Table of contents

I've been running my own Mail-in-a-Box server on Hetzner cloud instance for the past 8 months and so far I had no issues whatsoever, until now.

Introduction

The server I used to setup my mail server has 2 vCPUs, 2GB of ram and 40GB of SSD disk space, running on Ubuntu 22.04, which sounds like should be plentiful for around ten email accounts with regular amount of messages.

hetzner cloud web panel
Hetzner cloud panel of my mail server

When things stopped working

I wasn't able to send or receive emails on any of my devices. I immediately logged in to the server, rebooted the services and started reading through the logs. I also had a look at CPU and RAM usage, nothing out of ordinary was to be found at first.

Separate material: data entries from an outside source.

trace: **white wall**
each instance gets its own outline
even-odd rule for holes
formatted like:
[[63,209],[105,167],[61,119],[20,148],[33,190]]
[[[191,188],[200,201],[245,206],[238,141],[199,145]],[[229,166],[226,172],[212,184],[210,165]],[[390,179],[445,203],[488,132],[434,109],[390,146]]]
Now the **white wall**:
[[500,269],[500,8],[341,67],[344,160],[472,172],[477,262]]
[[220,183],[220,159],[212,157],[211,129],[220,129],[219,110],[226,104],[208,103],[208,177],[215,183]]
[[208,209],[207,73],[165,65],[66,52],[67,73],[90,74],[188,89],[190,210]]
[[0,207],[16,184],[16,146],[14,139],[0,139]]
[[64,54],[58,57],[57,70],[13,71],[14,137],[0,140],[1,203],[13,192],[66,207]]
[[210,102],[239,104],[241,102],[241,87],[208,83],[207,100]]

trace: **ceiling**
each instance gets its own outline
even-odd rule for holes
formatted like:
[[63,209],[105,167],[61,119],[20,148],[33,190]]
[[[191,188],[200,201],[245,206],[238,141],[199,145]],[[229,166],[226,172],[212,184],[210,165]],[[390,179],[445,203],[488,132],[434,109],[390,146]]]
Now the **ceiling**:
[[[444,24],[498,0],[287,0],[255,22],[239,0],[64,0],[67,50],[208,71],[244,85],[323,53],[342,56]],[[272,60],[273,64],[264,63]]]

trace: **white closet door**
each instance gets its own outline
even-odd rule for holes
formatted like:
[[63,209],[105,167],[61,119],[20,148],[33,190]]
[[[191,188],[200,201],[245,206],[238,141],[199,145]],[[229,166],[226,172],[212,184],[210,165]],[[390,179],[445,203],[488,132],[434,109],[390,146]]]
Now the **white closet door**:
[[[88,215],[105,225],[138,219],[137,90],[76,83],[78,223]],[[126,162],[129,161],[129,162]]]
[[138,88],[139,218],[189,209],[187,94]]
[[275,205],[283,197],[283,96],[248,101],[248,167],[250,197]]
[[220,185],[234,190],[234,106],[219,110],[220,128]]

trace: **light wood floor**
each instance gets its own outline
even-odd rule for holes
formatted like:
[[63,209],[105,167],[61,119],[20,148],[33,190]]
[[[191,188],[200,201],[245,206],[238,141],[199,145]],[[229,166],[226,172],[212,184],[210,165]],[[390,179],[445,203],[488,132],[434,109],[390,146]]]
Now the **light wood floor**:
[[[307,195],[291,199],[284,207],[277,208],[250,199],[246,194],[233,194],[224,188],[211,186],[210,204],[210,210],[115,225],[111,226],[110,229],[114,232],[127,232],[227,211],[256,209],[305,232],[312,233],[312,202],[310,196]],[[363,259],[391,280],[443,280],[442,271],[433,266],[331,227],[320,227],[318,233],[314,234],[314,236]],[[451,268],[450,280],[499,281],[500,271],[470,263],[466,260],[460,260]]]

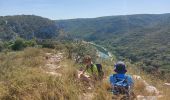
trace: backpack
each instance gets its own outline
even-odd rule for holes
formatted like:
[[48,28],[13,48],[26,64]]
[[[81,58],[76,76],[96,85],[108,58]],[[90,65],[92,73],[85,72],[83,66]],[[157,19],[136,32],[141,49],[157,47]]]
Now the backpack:
[[97,67],[99,79],[103,79],[104,72],[103,72],[103,70],[102,70],[102,65],[101,65],[101,64],[95,64],[95,65],[96,65],[96,67]]
[[118,78],[116,74],[113,74],[113,78],[116,79],[116,82],[114,83],[113,86],[113,93],[129,95],[130,86],[127,82],[128,76],[125,76],[124,78]]

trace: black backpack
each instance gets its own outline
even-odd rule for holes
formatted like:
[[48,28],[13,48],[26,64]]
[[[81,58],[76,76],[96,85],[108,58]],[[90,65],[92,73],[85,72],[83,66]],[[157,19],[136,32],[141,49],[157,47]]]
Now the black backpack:
[[98,71],[98,74],[99,74],[99,78],[100,79],[103,79],[103,76],[104,76],[104,72],[103,72],[103,69],[102,69],[102,65],[101,64],[95,64],[96,67],[97,67],[97,71]]

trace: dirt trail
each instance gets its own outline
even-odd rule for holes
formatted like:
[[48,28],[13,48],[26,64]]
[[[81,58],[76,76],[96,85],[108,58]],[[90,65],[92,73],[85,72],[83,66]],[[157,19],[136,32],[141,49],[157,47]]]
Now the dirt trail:
[[[62,74],[59,72],[59,70],[62,69],[62,66],[60,66],[60,62],[63,60],[64,56],[63,53],[53,54],[53,53],[46,53],[46,64],[45,64],[45,72],[49,75],[54,75],[56,77],[61,77]],[[78,71],[80,73],[80,71]],[[152,96],[143,96],[137,95],[137,100],[158,100],[158,98],[161,97],[159,91],[153,87],[152,85],[149,85],[145,80],[143,80],[140,76],[133,75],[133,79],[135,81],[141,81],[144,84],[144,91],[150,92],[154,95]],[[89,87],[90,88],[90,87]],[[88,89],[87,89],[88,90]],[[79,96],[79,100],[92,100],[93,99],[93,93],[83,93]]]

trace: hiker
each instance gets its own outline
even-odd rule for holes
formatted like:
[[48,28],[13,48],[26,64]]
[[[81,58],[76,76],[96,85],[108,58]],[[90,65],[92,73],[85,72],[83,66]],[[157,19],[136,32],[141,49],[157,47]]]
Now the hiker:
[[84,73],[90,76],[88,79],[92,81],[102,80],[103,71],[101,64],[93,64],[92,59],[90,56],[86,56],[83,61],[86,65],[86,68],[82,72],[82,77],[84,77]]
[[122,94],[129,97],[131,93],[133,94],[133,80],[130,75],[125,74],[127,72],[125,63],[118,61],[114,65],[114,71],[116,74],[110,75],[110,84],[113,94]]

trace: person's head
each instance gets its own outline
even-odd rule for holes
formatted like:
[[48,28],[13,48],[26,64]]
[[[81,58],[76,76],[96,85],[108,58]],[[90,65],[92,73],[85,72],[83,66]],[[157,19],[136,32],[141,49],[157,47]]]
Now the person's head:
[[115,65],[114,65],[114,71],[116,73],[119,73],[119,74],[125,74],[127,72],[126,70],[126,65],[124,62],[122,61],[118,61]]
[[83,62],[86,65],[91,64],[91,62],[92,62],[91,57],[90,56],[85,56]]

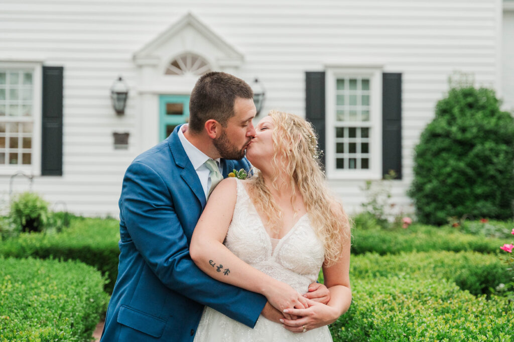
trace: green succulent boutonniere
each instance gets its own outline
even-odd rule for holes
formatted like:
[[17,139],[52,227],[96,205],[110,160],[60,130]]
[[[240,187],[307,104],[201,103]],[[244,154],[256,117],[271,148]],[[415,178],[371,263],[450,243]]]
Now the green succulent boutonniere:
[[235,169],[234,169],[233,171],[228,174],[228,176],[235,177],[240,179],[246,179],[248,175],[244,169],[241,169],[239,171],[236,171]]

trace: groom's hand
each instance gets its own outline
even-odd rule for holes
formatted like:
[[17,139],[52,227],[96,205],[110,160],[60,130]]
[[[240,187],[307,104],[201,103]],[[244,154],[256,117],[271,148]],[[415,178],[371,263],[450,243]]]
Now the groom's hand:
[[330,301],[330,291],[326,286],[319,283],[313,283],[309,285],[309,292],[303,296],[323,304],[328,304]]
[[266,305],[261,312],[261,314],[264,316],[265,318],[277,323],[281,323],[281,319],[287,318],[287,319],[296,319],[298,317],[294,315],[289,315],[280,312],[275,309],[273,305],[266,302]]

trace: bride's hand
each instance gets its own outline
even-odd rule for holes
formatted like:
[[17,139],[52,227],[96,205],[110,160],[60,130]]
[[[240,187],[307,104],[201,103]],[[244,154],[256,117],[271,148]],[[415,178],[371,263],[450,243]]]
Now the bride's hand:
[[263,294],[270,304],[281,312],[286,309],[306,309],[309,305],[307,299],[290,286],[281,281],[276,281]]

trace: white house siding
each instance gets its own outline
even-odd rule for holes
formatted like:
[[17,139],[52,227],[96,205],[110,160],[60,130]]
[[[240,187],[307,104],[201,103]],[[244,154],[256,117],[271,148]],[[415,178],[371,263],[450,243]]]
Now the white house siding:
[[[259,78],[265,113],[305,115],[306,71],[383,65],[403,75],[403,178],[392,202],[410,211],[413,149],[448,76],[471,73],[478,84],[499,85],[501,8],[500,0],[0,0],[0,61],[64,67],[64,175],[38,177],[33,189],[71,211],[113,216],[123,172],[141,152],[139,123],[158,115],[138,106],[133,55],[188,12],[244,55],[235,73]],[[131,88],[119,117],[108,97],[119,75]],[[128,150],[114,150],[114,131],[130,132]],[[330,182],[348,211],[359,209],[362,181]],[[9,177],[0,182],[7,193]]]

Things started to be stable after I restarted the services. I saw that there's a newer version of Mail in a box so I decided to upgrade.

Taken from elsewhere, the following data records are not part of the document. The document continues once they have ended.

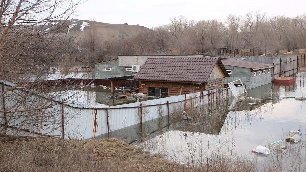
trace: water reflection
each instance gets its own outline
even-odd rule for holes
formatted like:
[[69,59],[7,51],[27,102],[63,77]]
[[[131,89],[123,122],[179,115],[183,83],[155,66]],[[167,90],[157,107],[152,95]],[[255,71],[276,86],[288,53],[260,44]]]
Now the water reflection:
[[[220,154],[255,159],[259,167],[278,163],[279,166],[275,168],[282,171],[289,171],[294,166],[303,167],[306,155],[303,138],[306,133],[305,101],[279,99],[306,95],[304,78],[301,77],[299,74],[296,82],[290,85],[271,83],[248,90],[249,97],[262,100],[239,100],[234,106],[228,103],[227,108],[196,112],[202,118],[174,123],[169,129],[164,128],[135,144],[152,153],[166,154],[170,159],[185,164],[190,163],[192,158],[200,163],[207,157]],[[233,109],[228,110],[230,107]],[[225,115],[220,112],[222,109]],[[302,142],[270,144],[288,137],[292,129],[301,130]],[[270,148],[271,155],[261,157],[251,152],[259,144]],[[287,148],[281,149],[282,145]]]

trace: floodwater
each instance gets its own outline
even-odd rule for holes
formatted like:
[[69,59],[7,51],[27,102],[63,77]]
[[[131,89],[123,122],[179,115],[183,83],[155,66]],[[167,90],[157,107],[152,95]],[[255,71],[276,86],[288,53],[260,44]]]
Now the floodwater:
[[[226,107],[230,110],[225,116],[218,111],[206,112],[203,114],[212,117],[206,121],[180,121],[133,144],[183,164],[190,164],[192,157],[200,163],[207,157],[222,155],[255,158],[259,171],[263,171],[265,165],[276,164],[282,171],[303,171],[306,162],[306,101],[278,98],[306,96],[303,73],[298,73],[293,84],[270,83],[247,90],[249,97],[265,100],[235,99],[234,106]],[[292,129],[300,130],[300,143],[270,144],[291,135]],[[270,148],[271,155],[258,156],[252,152],[259,145]],[[281,149],[282,146],[286,149]],[[295,171],[290,168],[298,166]]]

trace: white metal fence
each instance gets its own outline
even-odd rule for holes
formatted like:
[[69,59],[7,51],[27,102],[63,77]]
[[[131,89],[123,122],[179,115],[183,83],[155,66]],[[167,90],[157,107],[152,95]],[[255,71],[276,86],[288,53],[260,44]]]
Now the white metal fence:
[[[5,88],[11,86],[5,86]],[[236,88],[238,92],[244,90],[242,86],[237,86]],[[24,91],[19,90],[18,91]],[[6,94],[10,93],[8,92]],[[181,113],[182,117],[183,110],[188,112],[189,110],[220,100],[228,99],[229,97],[233,96],[229,89],[225,88],[221,90],[204,91],[101,108],[74,107],[51,100],[54,106],[42,112],[43,115],[45,113],[50,119],[46,120],[45,118],[38,121],[32,119],[31,123],[27,121],[26,114],[15,113],[14,117],[12,117],[13,115],[9,113],[5,115],[2,113],[0,113],[0,131],[2,127],[2,132],[5,132],[9,135],[44,135],[65,139],[68,138],[69,135],[72,138],[79,139],[101,135],[109,136],[112,131],[135,125],[140,126],[140,129],[134,131],[135,133],[143,133],[143,123],[146,122],[166,117],[167,124],[163,125],[169,125],[169,117],[176,111]],[[40,101],[43,100],[44,98],[36,95],[33,99]],[[7,108],[9,106],[13,107],[15,103],[13,100],[8,100],[6,97],[0,103],[1,109],[3,109],[4,104]],[[5,103],[9,100],[9,103]],[[27,103],[32,103],[32,101],[29,100]],[[154,125],[151,124],[148,126],[157,128]]]

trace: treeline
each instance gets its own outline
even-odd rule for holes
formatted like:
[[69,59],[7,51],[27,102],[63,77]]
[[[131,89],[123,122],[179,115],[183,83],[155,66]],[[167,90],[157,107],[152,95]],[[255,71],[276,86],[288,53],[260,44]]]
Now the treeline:
[[118,54],[203,54],[218,49],[275,52],[306,48],[306,15],[268,16],[259,12],[230,15],[222,21],[196,21],[184,16],[141,33],[122,33],[91,25],[79,47],[88,60]]

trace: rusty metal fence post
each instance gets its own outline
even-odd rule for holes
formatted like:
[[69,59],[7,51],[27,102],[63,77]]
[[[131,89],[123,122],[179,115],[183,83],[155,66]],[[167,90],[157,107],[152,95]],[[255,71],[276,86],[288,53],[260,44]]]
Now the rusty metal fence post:
[[[5,96],[4,95],[4,83],[2,82],[2,92],[3,93],[3,96],[2,97],[2,101],[3,102],[3,110],[4,111],[3,112],[3,114],[4,115],[4,130],[7,131],[7,119],[6,119],[6,108],[5,107]],[[5,131],[4,134],[6,134],[6,133]]]
[[169,129],[169,100],[167,101],[167,128]]
[[62,100],[62,137],[63,139],[65,138],[65,124],[64,121],[64,99]]

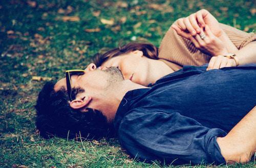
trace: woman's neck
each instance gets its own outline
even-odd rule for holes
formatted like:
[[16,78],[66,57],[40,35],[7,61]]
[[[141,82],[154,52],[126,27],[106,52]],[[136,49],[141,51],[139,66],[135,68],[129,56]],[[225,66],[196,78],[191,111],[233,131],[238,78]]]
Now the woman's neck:
[[160,78],[173,73],[175,71],[163,62],[158,60],[151,60],[150,61],[149,73],[151,74],[150,82],[155,82]]

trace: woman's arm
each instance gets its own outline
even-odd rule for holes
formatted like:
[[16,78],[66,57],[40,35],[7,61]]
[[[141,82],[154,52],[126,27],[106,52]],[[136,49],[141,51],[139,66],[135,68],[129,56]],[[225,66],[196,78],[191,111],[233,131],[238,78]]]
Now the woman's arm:
[[256,106],[217,143],[227,162],[249,161],[256,152]]
[[[207,25],[210,29],[207,29]],[[202,27],[204,27],[205,31],[200,29]],[[225,55],[232,53],[237,55],[234,59],[220,55],[212,57],[209,63],[208,70],[256,62],[256,53],[252,49],[256,46],[255,42],[251,42],[238,50],[221,29],[216,19],[205,10],[200,10],[186,18],[178,19],[172,27],[179,35],[190,40],[197,48],[209,55]],[[205,32],[206,38],[201,39],[196,32],[200,34]],[[210,33],[211,36],[207,33]]]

mail in a box system status check errors
Mail in a box system status check errors

Root cause of the problem

After upgrading my server it only took a few days for it to become unstable again. I couldn't find anything in any logs related to Dovecot or any of services that Mail in a box uses. I then thought that the server might be running out of memory and that Linux OOM (Out of memory killer) may be killing my precious processes.

💡
Linux can terminate applications if it runs out of RAM and there's no swap space available. When the system exhausts its physical RAM and swap space, it may trigger the Out of Memory (OOM) killer to free up memory by terminating processes. The OOM killer selects processes based on various factors, such as their memory usage, to free up memory and prevent a system crash. It will typically target processes that are the least essential for system stability. This is a crucial mechanism to maintain system stability when memory resources are critically low.

What was causing high memory usage

SpamAssasin was using a lot of memory during its sa-learn feature, which analyses messages and classifies what counts as spam, and what doesn't. That's why I wasn't immediately able to put my finger on why the system might be running out of memory.

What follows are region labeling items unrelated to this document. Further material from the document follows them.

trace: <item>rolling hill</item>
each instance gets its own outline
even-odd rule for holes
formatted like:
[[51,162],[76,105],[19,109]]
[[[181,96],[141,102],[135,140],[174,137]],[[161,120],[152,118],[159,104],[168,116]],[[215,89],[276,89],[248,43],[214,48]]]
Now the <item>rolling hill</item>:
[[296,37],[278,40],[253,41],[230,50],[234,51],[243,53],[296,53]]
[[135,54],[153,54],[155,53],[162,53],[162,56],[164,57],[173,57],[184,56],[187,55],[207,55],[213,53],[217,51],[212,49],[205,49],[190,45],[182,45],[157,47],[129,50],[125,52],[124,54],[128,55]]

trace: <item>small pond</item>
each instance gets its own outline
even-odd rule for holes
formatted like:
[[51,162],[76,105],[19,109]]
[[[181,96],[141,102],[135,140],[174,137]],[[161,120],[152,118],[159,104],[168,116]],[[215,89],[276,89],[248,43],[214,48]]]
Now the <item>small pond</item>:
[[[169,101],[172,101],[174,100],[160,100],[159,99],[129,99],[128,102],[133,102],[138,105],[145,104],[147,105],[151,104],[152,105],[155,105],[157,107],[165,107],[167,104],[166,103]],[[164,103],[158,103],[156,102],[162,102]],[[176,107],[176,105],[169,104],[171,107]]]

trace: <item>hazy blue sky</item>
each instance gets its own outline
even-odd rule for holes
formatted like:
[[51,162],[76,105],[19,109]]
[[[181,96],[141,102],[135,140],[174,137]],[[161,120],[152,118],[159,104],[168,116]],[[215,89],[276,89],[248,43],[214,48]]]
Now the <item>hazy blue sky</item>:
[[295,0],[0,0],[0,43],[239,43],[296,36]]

Running one command: grep "Killed process" /var/log/syslog

Immediately revealed that this was the cause for all the issues I was having!

The system was running out of memory, and so the Linux kernel was killing processes that weren't crucial for its survival.

Solution

I could simply upgrade the server to a more expensive one with 4GB of RAM, but since this is only a low-load personal mail server.. and I had over 20GB of free space I simply added a 4GB swap on the disk and voila! Issues solved!

fallocate -l 4G /swapfile
chmod 600 /swapfile
mkswap /swapfile
swapon /swapfile
cp /etc/fstab /etc/fstab.bak
'/swapfile none swap sw 0 0' | sudo tee -a /etc/fstab
free -m
free -m
               total        used        free      shared  buff/cache   available
Mem:            1915         453        1018           4         443        1295
Swap:           4095         393        3702

And that's it! Adding 4GB of swap allowed the SpamAssasin to use swap during it's sa-learn process. During normal operation server is only using about ~30-40% of RAM.